Moving Home Assistant Logs

Stop eating my SD card

“Read only file system” “No disk available” Most of us have been there at some time or another. Impatience or ignorance of knowing not shutting down a Raspberry Pi properly can chew up a SD card. Another lesser known issue is that SD cards have a limited lifespan; they only get a certain number of write cycles before they stop working. It’s like that Eddie Murphy movie where he’s only got a limited number of words he can say and they’re counted by leaves on a tree.

Because of this write-intensive stuff like logs and databases a card can get worn out far before it should due to excessive writes. There’s hope! You can use a USB drive and redirect all of this write-heavy activity there and your SD card will be safe.

First you need to figure out where Linux thinks the USB drive lives; in my case it was /dev/sda. Plug your drive into your Pi and then run the following command: (Thanks to Tinkerer for the better than ‘figure it out’ solution)

sudo dmesg|tail -n 20|grep sd

You’ll get output that will look something like:

[ 3.773637] sd 0:0:0:0: [sda] 62333952 512-byte logical blocks: (31.9 GB/29.7 GiB) 
[ 3.783125] sd 0:0:0:0: [sda] Write Protect is off 
[ 3.791694] sd 0:0:0:0: [sda] Mode Sense: 0b 00 00 08 
[ 3.792618] sd 0:0:0:0: [sda] No Caching mode page found 
[ 3.801020] sd 0:0:0:0: [sda] Assuming drive cache: write through 
[ 3.817186] sda: sda1 sda2  

Next you’ll create a mount point somewhere on the file system that you’ll use to mount the USB disk.

sudo mkdir /mnt/usb-disk

Now you’ll use the mount commad to mount the usb disk to the directory

sudo mount /dev/sda /mnt/usb-disk

We’ll want to make this permanent so we’ll have to add an fstab entry for it.
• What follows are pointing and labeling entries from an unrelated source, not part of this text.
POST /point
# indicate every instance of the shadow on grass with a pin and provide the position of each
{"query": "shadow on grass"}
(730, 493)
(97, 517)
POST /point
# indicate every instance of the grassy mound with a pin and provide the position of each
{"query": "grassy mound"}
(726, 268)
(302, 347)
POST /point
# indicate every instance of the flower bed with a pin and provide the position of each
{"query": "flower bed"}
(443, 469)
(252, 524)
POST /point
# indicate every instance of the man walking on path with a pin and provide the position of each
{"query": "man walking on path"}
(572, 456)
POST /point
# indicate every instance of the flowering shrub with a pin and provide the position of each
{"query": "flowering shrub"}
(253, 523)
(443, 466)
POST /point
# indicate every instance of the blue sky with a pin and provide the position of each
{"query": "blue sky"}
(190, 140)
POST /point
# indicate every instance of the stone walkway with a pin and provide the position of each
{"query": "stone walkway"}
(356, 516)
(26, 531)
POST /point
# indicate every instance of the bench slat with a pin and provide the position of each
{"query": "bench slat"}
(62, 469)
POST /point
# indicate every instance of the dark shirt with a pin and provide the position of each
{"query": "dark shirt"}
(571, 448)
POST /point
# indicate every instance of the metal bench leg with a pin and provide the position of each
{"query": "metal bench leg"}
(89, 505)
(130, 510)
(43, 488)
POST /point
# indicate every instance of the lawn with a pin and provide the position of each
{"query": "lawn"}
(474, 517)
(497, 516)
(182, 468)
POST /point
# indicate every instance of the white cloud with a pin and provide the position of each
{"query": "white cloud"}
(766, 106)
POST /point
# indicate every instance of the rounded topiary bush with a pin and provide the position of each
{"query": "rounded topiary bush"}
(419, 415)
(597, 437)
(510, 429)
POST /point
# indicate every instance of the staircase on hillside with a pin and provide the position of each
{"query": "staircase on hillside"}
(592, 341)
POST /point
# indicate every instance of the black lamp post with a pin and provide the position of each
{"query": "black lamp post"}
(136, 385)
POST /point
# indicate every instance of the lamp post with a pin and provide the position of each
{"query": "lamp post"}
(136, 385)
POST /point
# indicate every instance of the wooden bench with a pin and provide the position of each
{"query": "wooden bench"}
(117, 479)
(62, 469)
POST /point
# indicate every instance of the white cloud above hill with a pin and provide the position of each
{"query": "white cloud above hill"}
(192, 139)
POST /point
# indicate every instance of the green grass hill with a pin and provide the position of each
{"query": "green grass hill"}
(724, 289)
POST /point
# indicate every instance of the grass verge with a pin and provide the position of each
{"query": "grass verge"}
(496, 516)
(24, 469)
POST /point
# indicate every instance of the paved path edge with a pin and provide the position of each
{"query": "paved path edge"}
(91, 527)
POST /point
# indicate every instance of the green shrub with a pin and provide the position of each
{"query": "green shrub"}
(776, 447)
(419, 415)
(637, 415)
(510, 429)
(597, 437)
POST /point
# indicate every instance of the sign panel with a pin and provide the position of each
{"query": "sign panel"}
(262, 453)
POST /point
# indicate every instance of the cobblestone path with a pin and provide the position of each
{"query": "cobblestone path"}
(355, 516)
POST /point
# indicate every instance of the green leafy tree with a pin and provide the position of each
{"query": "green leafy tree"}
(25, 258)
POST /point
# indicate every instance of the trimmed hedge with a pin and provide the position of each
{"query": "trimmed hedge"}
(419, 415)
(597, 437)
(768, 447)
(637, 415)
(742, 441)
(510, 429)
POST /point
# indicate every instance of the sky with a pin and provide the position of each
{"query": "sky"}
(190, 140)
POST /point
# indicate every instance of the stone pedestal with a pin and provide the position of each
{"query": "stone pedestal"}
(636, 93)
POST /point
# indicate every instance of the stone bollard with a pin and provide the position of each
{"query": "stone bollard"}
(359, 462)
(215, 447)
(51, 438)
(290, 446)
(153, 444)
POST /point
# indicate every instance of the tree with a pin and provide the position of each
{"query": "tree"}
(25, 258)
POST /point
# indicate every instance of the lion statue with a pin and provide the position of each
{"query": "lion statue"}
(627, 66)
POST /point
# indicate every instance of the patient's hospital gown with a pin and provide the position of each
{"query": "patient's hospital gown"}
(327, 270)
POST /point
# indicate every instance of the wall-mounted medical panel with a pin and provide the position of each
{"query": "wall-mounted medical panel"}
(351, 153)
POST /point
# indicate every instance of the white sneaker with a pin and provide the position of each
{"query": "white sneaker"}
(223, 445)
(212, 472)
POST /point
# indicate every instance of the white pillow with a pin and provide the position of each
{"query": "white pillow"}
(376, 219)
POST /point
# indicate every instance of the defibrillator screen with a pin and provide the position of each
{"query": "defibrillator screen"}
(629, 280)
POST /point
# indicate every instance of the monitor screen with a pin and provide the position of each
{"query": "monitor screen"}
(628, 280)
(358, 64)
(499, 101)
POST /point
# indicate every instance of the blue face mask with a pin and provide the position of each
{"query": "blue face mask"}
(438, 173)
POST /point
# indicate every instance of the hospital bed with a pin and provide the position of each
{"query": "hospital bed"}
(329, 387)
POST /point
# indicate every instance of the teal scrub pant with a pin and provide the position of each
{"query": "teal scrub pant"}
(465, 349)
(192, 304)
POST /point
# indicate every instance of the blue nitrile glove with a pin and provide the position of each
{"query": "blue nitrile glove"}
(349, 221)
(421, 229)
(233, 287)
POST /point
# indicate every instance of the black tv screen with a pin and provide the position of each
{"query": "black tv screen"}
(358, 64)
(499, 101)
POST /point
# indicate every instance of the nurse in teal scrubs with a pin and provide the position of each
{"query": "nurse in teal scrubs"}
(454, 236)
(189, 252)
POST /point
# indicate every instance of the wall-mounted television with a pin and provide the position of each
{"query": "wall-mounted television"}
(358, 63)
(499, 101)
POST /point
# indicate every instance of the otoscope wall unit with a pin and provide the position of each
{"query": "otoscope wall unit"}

First we’ll need to figure out what filesystem type to use. We’ll use fdisk to list out our disks

sudo fdisk -l

Find the part where your drive is and it should look something like this:

Disk /dev/sda: 7.5 GiB, 8053063680 bytes, 15728640 sectors
Units: sectors of 1 * 512 = 512 bytes
Sector size (logical/physical): 512 bytes / 512 bytes
I/O size (minimum/optimal): 512 bytes / 512 bytes
Disklabel type: dos
Disk identifier: 0x6f20736b

If the Disklabel type: says dos it’s FAT32. Otherwise it should spell out what the type is.

sudo vim /etc/fstab

You’ll add a new line in the file replacing my example values with your actual values:

/dev/sda /mnt/usb-disk fat32 auto

The goal here is to move the commonly written stuff to the USB drive to reduce writes to the SD card we’ll move the home-assistant.log and the database to the drive. Shut down home assistant before doing this stuff.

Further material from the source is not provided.